With card-access control, owners no longer have to change the locks when someone loses a key. When an employee loses an access card, you simply turn off the lost card and issue a new one with different permission codes
With the explosion of security technology needs, most large security systems today operate on their own network independent of IT, sending video, access control requests and alarm signals to a security command centre where officers monitor building security.
“More and more, the signals ride through the building to a server farm somewhere or up to a cloud,” Oplinger says. “You don’t need to learn how to wire and repair the technology, but you do have to match up the equipment you buy with existing in-house equipment. Moreover, if you are working with a cloud service, you have to match up your technology with the cloud’s technology.”
5. Identify and communicate return on investment
Today’s security directors must justify security budgets for chief financial officers (CFOs). “I’ve seen instances where the security director puts together a great plan, and the CEO says yes, but the CFO says no,” Oplinger warns.
“You have to explain to the CFO how your system will save money,” he continues. “Perhaps you can reduce the number of security officers you need.”
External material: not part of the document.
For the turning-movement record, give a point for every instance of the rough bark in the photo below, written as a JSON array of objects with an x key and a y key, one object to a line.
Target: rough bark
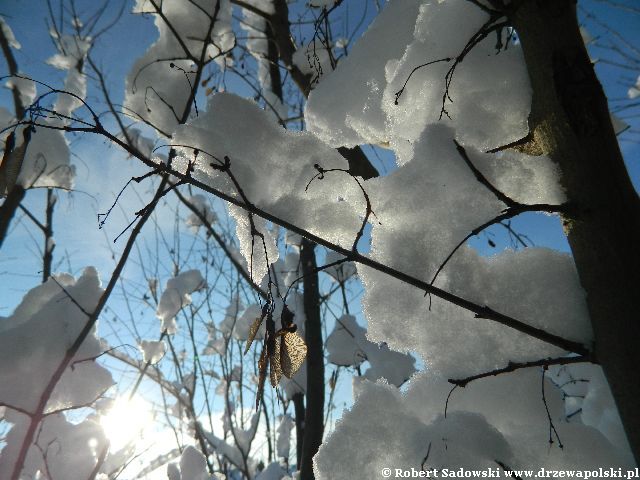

Some service, manufacturing and other labour-intensive businesses function more efficiently when security cameras appear. “The best example of this that I have occurred years ago,” Oplinger says. “We tested a four-camera system in a restaurant for a prospective client. We watched the video, looking for an employee doing a good deed, and we found a young waiter helping an elderly couple maneuver through the restaurant.
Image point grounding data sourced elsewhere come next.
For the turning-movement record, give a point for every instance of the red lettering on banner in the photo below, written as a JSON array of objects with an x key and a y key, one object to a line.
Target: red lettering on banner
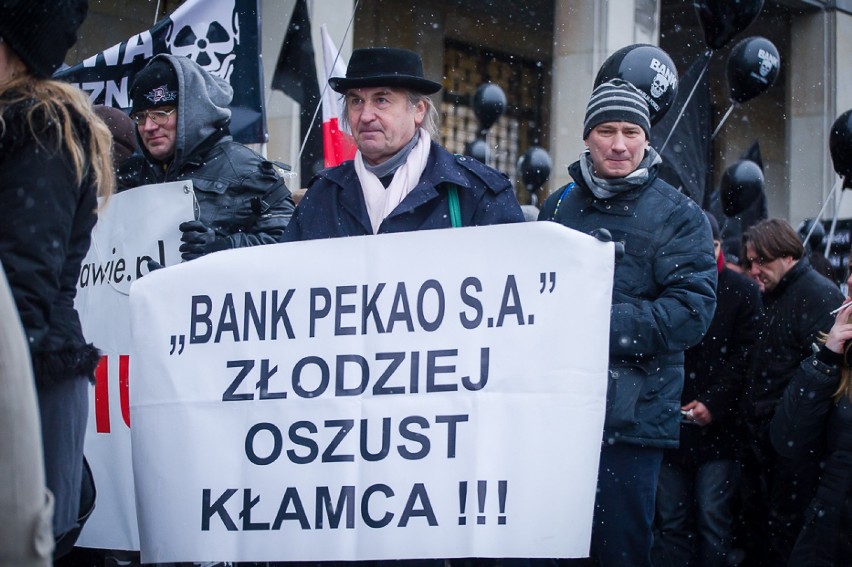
[
  {"x": 124, "y": 387},
  {"x": 102, "y": 395},
  {"x": 102, "y": 413}
]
“The owner phoned the store, asked to speak to the waiter and complimented him on his excellent work. Suddenly everyone working in the restaurant realised they were being watched. Thirty percent of the staff quit the next day.
“The owner found that he didn’t have to replace anyone. The restaurant operated just fine without the 30% of staff that weren’t doing any work.”
Oplinger observes that security cameras can show ROI pretty easily. ROI for access control shows up in savings on hardware and labour. With card-access control, owners no longer have to change the locks when someone loses a key. When an employee loses an access card, you simply turn off the lost card and issue a new one with different permission codes.
Alarm systems justify themselves by alarming when a door or window opens without authorisation. As long as you’ve tailored the system to limit false alarms, there is no quarreling about the value of being able to respond to an unauthorised intruder.
In summary, a well-designed security programme requires speaking a common language. Security personnel and interested stakeholders continually assess the existing programme and analyse needs for new features. The programme pursues strategies designed to maximise security value and protect investments in security. And, finally, it aims to produce a return on investment at every opportunity.